6. Underfitting and Overfitting¶
In machine learning we describe the learning of the target function from training data as inductive learning. Induction refers to learning general concepts from specific examples which is exactly the problem that supervised machine learning problems aim to solve. This is different from deduction that is the other way around and seeks to learn specific concepts from general rules.
Generalization refers to how well the concepts learned by a machine learning model apply to specific examples not seen by the model when it was learning. The goal of a good machine learning model is to generalize well from the training data to any data from the problem domain. This allows us to make predictions in the future on data the model has never seen.
There is a terminology used in machine learning when we talk about how well a machine learning model learns and generalizes to new data, namely overfitting and underfitting. Overfitting and underfitting are the two biggest causes for poor performance of machine learning algorithms.
Overfitting refers to a model that models the training data too well. Overfitting happens when a model learns the detail and noise in the training data to the extent that it negatively impacts the performance of the model on new data. This means that the noise or random fluctuations in the training data is picked up and learned as concepts by the model. The problem is that these concepts do not apply to new data and negatively impact the models ability to generalize.
Overfitting is more likely with nonparametric and nonlinear models that have more flexibility when learning a target function.
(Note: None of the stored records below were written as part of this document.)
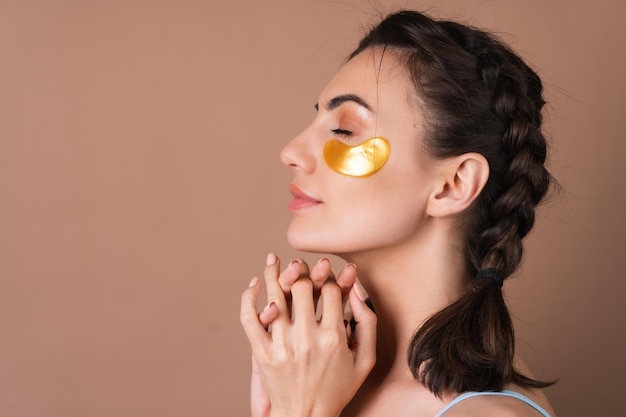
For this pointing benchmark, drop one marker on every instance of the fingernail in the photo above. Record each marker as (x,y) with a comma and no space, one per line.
(353,266)
(322,260)
(360,292)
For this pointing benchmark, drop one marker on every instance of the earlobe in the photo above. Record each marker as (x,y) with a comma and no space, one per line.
(460,181)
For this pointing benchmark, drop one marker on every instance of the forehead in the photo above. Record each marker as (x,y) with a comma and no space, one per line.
(377,76)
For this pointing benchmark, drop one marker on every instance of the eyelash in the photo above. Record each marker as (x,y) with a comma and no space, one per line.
(342,132)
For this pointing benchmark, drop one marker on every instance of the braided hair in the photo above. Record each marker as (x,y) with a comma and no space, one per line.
(478,96)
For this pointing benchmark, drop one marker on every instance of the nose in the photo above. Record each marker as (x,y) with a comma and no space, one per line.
(298,154)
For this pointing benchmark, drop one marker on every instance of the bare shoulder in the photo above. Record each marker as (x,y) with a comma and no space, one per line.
(501,406)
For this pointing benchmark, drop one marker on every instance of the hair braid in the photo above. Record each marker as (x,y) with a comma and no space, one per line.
(517,103)
(479,97)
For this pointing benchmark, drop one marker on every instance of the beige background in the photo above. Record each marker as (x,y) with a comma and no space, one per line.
(140,189)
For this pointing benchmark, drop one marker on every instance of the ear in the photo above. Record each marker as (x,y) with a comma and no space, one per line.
(459,181)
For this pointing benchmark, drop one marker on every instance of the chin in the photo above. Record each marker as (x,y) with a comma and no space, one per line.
(317,242)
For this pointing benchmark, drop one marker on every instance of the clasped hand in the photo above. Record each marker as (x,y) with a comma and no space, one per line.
(307,363)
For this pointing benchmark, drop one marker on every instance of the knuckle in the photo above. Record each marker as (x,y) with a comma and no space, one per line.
(248,318)
(330,340)
(302,286)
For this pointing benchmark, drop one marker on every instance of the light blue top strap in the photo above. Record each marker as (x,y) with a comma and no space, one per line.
(505,393)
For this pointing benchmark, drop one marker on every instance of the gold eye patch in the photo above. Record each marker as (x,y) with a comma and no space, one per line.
(361,160)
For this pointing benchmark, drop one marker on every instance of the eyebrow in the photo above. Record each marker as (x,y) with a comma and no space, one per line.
(335,102)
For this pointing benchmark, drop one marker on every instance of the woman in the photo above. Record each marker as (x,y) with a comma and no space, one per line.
(423,167)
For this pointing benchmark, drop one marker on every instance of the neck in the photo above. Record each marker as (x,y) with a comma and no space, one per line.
(407,284)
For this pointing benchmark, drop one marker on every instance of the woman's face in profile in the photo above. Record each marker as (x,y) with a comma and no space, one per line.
(370,96)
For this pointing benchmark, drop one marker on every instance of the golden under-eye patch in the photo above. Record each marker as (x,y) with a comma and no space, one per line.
(361,160)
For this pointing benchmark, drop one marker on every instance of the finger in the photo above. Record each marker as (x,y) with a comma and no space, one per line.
(346,280)
(365,331)
(248,315)
(272,288)
(302,302)
(332,307)
(288,277)
(268,315)
(320,272)
(259,401)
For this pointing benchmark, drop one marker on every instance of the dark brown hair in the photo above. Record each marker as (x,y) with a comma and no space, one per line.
(478,96)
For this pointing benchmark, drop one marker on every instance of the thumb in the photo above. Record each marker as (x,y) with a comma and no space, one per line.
(365,331)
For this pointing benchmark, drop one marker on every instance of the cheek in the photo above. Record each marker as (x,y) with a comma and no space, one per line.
(361,160)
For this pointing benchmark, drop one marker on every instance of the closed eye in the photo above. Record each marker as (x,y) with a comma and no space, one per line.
(342,132)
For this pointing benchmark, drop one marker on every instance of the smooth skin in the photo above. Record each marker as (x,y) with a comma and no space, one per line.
(298,354)
(402,227)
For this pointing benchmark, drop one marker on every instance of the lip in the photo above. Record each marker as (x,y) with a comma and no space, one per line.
(301,200)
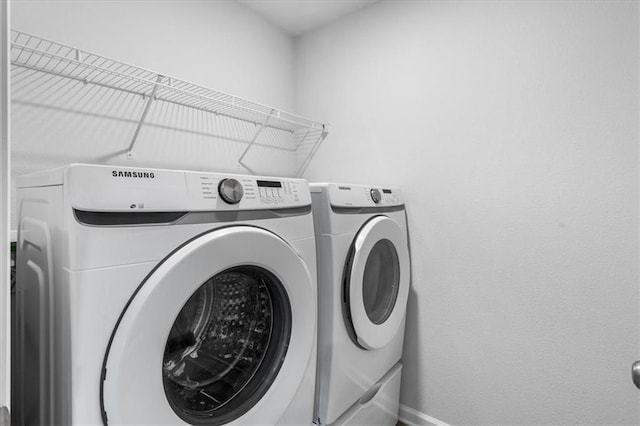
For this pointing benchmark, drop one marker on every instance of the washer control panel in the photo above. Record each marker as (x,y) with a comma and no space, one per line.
(343,195)
(108,188)
(246,192)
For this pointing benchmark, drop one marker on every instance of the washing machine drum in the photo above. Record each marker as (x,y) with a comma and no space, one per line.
(227,345)
(376,283)
(221,331)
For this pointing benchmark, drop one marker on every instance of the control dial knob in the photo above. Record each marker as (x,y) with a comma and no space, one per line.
(230,190)
(375,195)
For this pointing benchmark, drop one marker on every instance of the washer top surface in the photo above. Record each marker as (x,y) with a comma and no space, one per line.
(128,189)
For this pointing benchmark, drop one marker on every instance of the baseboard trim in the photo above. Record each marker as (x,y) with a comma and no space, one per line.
(412,417)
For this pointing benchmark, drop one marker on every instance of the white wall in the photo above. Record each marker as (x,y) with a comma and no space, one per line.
(513,128)
(222,45)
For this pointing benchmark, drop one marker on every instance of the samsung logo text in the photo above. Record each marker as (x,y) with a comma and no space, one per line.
(140,175)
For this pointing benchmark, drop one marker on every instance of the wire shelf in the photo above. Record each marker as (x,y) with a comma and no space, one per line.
(149,107)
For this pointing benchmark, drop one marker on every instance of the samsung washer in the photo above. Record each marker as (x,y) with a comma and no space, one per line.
(151,296)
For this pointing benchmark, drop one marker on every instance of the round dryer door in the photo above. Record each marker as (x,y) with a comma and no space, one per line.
(220,331)
(377,282)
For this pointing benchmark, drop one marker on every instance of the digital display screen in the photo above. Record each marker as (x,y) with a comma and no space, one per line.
(270,183)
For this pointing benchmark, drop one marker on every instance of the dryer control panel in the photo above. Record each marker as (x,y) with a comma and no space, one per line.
(343,195)
(107,188)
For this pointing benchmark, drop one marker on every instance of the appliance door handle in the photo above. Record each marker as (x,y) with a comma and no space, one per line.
(635,373)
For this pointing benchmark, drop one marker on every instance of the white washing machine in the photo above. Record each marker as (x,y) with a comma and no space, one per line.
(363,285)
(164,297)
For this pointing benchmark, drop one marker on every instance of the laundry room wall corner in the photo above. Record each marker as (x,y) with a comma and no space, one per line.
(512,129)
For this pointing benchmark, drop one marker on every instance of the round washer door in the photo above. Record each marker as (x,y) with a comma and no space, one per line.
(378,282)
(220,332)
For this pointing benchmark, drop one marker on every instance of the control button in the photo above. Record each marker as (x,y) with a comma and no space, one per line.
(230,190)
(375,195)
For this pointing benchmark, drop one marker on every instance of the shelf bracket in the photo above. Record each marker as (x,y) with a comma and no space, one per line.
(253,140)
(143,117)
(314,149)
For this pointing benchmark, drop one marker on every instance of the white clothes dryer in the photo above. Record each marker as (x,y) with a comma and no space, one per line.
(164,297)
(363,286)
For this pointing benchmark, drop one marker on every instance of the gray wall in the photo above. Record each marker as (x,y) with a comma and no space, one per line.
(513,128)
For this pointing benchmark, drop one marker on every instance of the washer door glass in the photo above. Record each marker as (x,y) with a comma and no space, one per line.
(381,281)
(226,346)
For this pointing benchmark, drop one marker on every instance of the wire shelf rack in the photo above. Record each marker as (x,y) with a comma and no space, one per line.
(51,81)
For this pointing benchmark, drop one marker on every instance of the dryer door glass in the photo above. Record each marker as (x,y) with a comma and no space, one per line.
(381,281)
(226,346)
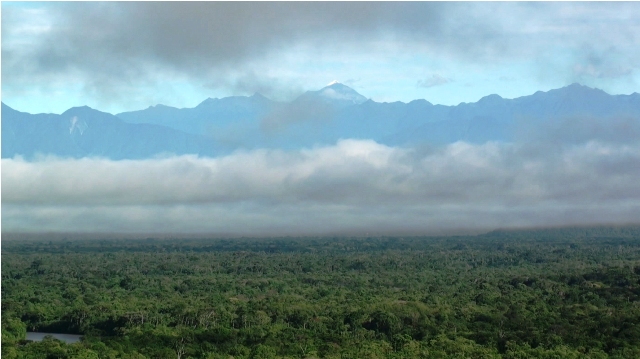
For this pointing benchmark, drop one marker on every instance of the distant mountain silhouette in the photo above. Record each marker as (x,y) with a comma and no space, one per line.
(217,126)
(83,131)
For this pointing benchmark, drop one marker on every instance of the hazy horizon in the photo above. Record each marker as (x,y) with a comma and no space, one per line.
(579,170)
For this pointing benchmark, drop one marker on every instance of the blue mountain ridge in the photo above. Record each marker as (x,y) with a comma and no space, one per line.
(219,126)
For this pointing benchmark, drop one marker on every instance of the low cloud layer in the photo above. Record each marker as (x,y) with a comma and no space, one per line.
(353,187)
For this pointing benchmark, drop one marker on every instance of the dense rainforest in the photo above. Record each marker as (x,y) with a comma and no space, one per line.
(557,293)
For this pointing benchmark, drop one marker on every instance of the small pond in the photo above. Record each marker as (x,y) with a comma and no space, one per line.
(68,338)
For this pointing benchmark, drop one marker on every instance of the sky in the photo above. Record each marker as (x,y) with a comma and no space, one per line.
(125,56)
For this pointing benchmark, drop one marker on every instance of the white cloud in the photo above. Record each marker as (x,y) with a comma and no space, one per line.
(353,186)
(433,80)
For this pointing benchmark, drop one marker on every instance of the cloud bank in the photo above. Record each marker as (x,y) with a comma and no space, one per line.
(352,187)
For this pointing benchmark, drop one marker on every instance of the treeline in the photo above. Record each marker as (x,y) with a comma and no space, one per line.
(563,293)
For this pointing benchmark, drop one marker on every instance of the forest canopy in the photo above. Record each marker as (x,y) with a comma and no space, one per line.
(569,293)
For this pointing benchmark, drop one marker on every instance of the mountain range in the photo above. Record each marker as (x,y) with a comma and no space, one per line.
(220,126)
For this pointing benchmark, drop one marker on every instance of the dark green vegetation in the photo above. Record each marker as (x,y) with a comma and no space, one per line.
(570,293)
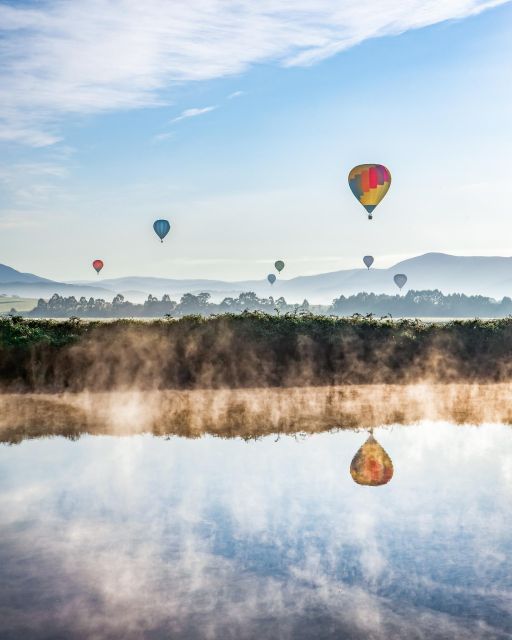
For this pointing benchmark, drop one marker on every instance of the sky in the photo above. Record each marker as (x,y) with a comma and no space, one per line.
(239,122)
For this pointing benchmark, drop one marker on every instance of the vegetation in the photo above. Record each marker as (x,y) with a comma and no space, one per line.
(413,304)
(190,304)
(251,349)
(15,304)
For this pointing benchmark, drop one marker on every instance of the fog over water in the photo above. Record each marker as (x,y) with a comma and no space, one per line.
(181,537)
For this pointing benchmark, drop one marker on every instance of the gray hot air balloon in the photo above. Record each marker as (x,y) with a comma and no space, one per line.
(368,261)
(400,279)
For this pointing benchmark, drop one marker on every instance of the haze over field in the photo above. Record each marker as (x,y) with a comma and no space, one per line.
(477,275)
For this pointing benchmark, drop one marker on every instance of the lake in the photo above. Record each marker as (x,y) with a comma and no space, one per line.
(161,516)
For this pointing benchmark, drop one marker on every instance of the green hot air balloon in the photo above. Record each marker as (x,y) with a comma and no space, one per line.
(400,279)
(161,228)
(368,261)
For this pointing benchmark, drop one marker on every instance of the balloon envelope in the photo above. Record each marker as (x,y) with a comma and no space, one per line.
(369,183)
(161,228)
(368,261)
(98,265)
(371,465)
(400,279)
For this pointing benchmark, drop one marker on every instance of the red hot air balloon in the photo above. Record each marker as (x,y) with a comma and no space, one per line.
(98,265)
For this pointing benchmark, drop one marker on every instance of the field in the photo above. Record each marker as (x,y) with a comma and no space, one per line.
(249,350)
(20,304)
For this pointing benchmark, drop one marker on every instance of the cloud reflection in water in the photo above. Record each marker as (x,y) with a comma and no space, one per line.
(145,537)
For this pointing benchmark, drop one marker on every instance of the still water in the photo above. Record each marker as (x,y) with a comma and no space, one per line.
(144,536)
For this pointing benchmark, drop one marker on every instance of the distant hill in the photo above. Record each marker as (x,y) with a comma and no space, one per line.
(489,276)
(28,285)
(10,275)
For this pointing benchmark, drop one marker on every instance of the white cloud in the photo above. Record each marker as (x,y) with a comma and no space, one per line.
(59,57)
(192,113)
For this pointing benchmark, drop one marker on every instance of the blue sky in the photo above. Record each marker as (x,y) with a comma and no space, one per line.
(240,126)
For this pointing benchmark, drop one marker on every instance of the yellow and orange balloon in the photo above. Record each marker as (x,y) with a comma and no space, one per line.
(369,183)
(371,465)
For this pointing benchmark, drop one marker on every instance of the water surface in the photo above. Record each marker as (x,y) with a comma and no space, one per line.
(138,536)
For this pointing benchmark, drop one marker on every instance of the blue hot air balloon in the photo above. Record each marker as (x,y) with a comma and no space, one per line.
(161,228)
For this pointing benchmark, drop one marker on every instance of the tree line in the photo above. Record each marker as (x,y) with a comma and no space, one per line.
(428,303)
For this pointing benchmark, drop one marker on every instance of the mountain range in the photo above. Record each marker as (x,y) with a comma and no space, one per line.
(484,275)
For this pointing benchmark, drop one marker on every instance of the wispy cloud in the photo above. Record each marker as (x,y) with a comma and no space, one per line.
(192,113)
(162,137)
(62,58)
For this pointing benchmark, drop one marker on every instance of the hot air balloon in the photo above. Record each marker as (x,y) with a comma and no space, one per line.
(369,183)
(400,279)
(98,265)
(368,261)
(371,465)
(161,228)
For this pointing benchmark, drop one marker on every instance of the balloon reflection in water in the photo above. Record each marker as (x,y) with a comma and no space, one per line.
(371,465)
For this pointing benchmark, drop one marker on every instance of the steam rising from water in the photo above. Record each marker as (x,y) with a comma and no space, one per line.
(249,413)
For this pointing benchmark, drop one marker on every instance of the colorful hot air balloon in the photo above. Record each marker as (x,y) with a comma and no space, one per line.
(371,465)
(161,228)
(400,279)
(98,265)
(368,261)
(369,183)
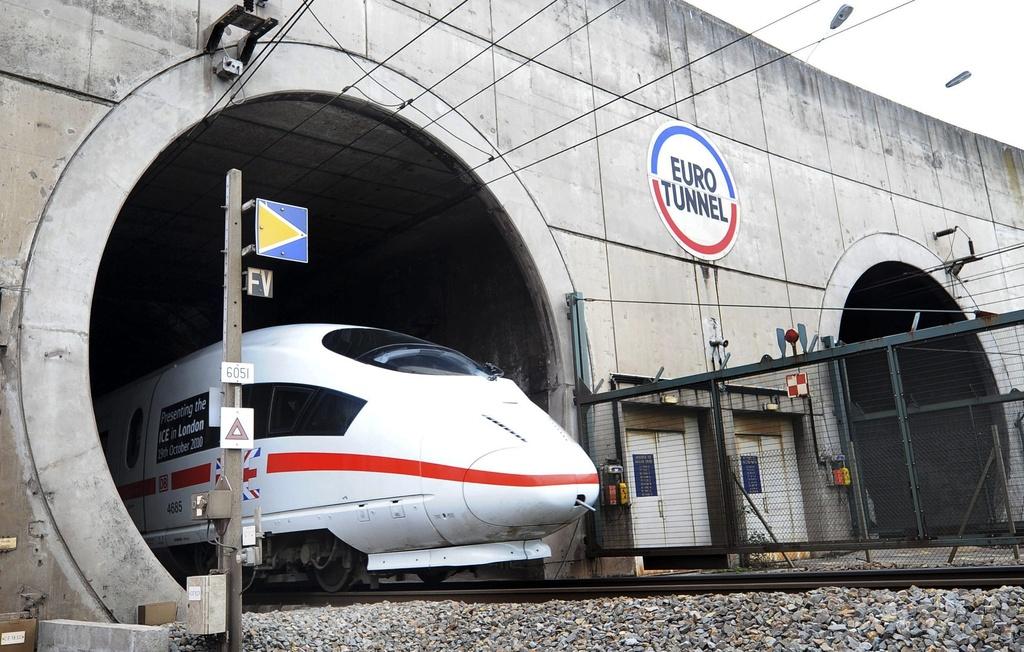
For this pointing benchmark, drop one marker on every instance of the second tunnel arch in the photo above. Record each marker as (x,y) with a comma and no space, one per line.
(108,554)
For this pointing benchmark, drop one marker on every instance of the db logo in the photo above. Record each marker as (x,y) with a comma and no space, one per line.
(693,191)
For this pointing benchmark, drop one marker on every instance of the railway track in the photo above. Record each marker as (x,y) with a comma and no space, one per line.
(498,592)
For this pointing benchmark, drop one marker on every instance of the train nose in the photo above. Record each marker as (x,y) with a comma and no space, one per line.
(529,486)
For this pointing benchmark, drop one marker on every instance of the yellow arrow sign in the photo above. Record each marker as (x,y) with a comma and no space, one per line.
(273,230)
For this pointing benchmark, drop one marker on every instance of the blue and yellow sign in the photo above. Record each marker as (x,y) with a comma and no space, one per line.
(644,480)
(282,231)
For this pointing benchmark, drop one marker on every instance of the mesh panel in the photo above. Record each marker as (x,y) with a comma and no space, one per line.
(882,447)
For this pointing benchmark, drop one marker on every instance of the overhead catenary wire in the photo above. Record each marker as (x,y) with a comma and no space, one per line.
(189,136)
(412,101)
(674,102)
(476,186)
(616,96)
(759,306)
(337,95)
(293,19)
(929,270)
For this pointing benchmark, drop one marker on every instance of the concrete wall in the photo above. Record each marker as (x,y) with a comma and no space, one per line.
(832,180)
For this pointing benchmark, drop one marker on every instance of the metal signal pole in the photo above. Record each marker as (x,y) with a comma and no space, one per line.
(230,539)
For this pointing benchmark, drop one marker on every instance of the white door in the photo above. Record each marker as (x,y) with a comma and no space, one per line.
(641,474)
(666,476)
(769,475)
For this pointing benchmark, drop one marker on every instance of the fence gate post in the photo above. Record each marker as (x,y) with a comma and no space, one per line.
(904,429)
(724,470)
(997,453)
(840,387)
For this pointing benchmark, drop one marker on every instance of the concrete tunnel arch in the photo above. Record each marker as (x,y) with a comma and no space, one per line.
(95,531)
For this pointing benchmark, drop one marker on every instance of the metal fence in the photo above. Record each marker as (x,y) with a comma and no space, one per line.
(911,440)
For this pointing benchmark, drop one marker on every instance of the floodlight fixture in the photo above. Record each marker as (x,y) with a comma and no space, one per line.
(963,77)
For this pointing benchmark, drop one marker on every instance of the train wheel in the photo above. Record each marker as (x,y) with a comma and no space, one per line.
(334,576)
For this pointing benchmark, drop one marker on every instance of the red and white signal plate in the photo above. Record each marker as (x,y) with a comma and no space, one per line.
(796,385)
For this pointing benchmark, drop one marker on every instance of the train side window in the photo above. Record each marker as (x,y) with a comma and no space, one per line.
(257,396)
(134,439)
(286,406)
(333,415)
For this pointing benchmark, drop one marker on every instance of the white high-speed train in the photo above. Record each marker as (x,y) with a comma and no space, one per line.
(374,451)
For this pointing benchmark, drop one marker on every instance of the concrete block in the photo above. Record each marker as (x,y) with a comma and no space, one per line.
(732,109)
(657,335)
(862,210)
(601,336)
(957,167)
(759,244)
(919,220)
(678,16)
(1004,168)
(812,238)
(391,26)
(39,132)
(910,159)
(638,275)
(558,32)
(79,636)
(535,100)
(852,131)
(752,308)
(629,211)
(791,101)
(620,70)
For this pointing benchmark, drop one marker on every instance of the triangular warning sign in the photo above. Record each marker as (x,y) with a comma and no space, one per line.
(273,230)
(237,432)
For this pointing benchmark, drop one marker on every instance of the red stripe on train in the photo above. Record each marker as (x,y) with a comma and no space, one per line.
(190,477)
(299,462)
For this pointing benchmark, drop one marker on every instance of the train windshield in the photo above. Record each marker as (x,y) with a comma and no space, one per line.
(400,352)
(428,359)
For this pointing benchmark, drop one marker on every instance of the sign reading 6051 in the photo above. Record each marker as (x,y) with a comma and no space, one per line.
(238,373)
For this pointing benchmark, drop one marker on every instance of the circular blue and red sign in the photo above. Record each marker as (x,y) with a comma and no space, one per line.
(693,190)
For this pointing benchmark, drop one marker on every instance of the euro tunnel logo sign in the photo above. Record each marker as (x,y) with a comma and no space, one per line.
(693,190)
(282,231)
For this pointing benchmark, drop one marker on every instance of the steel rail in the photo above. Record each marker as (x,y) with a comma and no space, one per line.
(723,582)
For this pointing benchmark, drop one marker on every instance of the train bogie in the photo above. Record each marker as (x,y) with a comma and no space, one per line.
(402,453)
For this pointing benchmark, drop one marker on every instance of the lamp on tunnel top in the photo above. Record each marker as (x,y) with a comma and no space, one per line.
(243,17)
(963,77)
(841,16)
(954,266)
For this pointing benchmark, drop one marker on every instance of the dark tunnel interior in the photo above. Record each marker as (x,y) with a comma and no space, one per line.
(948,423)
(400,236)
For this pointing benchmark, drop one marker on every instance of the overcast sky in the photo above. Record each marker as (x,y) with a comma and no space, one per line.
(910,53)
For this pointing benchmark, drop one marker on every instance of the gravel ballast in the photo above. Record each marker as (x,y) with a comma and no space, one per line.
(825,619)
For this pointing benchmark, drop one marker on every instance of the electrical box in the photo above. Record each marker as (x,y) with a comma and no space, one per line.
(614,490)
(213,505)
(207,611)
(17,635)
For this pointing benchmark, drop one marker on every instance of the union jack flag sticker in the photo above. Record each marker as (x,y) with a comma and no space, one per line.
(250,492)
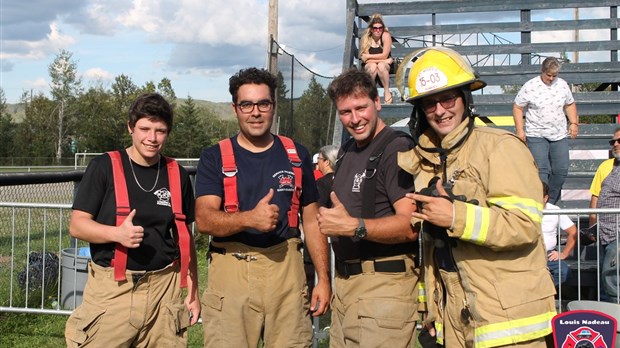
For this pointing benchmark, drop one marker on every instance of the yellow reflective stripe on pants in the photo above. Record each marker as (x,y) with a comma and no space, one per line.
(476,224)
(519,330)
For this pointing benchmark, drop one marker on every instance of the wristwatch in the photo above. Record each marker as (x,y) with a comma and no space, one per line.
(360,231)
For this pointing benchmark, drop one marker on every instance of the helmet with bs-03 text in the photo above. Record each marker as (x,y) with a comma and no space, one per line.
(438,69)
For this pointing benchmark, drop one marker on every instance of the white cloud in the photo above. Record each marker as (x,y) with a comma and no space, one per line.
(39,49)
(98,74)
(38,84)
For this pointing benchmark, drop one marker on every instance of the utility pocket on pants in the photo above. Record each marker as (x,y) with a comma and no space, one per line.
(83,324)
(212,304)
(177,315)
(387,322)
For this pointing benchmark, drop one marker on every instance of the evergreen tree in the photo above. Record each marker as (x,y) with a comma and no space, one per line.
(8,130)
(64,87)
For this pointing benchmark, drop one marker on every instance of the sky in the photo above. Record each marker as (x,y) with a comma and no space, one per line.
(197,44)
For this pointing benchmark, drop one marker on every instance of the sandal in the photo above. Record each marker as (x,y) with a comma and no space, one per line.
(387,100)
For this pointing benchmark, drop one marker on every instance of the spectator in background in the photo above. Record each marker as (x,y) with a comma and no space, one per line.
(546,99)
(605,191)
(326,161)
(327,165)
(147,305)
(551,224)
(315,163)
(480,210)
(257,285)
(375,47)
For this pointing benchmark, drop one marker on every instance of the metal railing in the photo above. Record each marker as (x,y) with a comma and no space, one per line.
(35,247)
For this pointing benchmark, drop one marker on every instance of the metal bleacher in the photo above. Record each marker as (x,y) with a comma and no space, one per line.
(504,41)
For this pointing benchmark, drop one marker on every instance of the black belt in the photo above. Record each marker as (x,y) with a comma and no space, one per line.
(217,250)
(347,269)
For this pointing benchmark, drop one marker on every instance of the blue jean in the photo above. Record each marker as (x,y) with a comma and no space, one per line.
(559,271)
(552,160)
(609,280)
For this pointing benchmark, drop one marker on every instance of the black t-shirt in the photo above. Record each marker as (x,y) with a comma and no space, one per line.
(256,174)
(392,184)
(96,196)
(324,185)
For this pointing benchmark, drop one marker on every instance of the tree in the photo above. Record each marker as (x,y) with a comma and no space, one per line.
(8,129)
(189,134)
(64,87)
(312,117)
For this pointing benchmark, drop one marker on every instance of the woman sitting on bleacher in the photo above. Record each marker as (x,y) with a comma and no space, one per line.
(376,44)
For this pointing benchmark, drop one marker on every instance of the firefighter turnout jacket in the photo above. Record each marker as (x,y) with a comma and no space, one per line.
(496,242)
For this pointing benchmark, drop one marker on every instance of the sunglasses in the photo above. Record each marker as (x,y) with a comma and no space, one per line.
(614,141)
(447,101)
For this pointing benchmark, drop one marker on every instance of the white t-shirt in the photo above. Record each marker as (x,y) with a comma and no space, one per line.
(544,108)
(550,227)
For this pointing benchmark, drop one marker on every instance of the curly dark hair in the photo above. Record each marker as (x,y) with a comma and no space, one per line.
(252,76)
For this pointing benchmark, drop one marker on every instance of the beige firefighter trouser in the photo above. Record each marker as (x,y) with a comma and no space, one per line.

As such, many nonparametric machine learning algorithms also include parameters or techniques to limit and constrain how much detail the model learns.
Overfitting occurs when a statistical model or machine learning algorithm captures the noise of the data. Intuitively, overfitting occurs when the model or the algorithm fits the data too well. Specifically, overfitting occurs if the model or algorithm shows low bias but high variance. Overfitting is often a result of an excessively complicated model, and it can be prevented by fitting multiple models and using validation or cross-validation to compare their predictive accuracies on test data.
Underfitting refers to a model that can neither model the training data nor generalize to new data. An underfit machine learning model is not a suitable model and will be obvious as it will have poor performance on the training data. Underfitting is often not discussed as it is easy to detect given a good performance metric. The remedy is to move on and try alternate machine learning algorithms. Nevertheless, it does provide a good contrast to the problem of overfitting.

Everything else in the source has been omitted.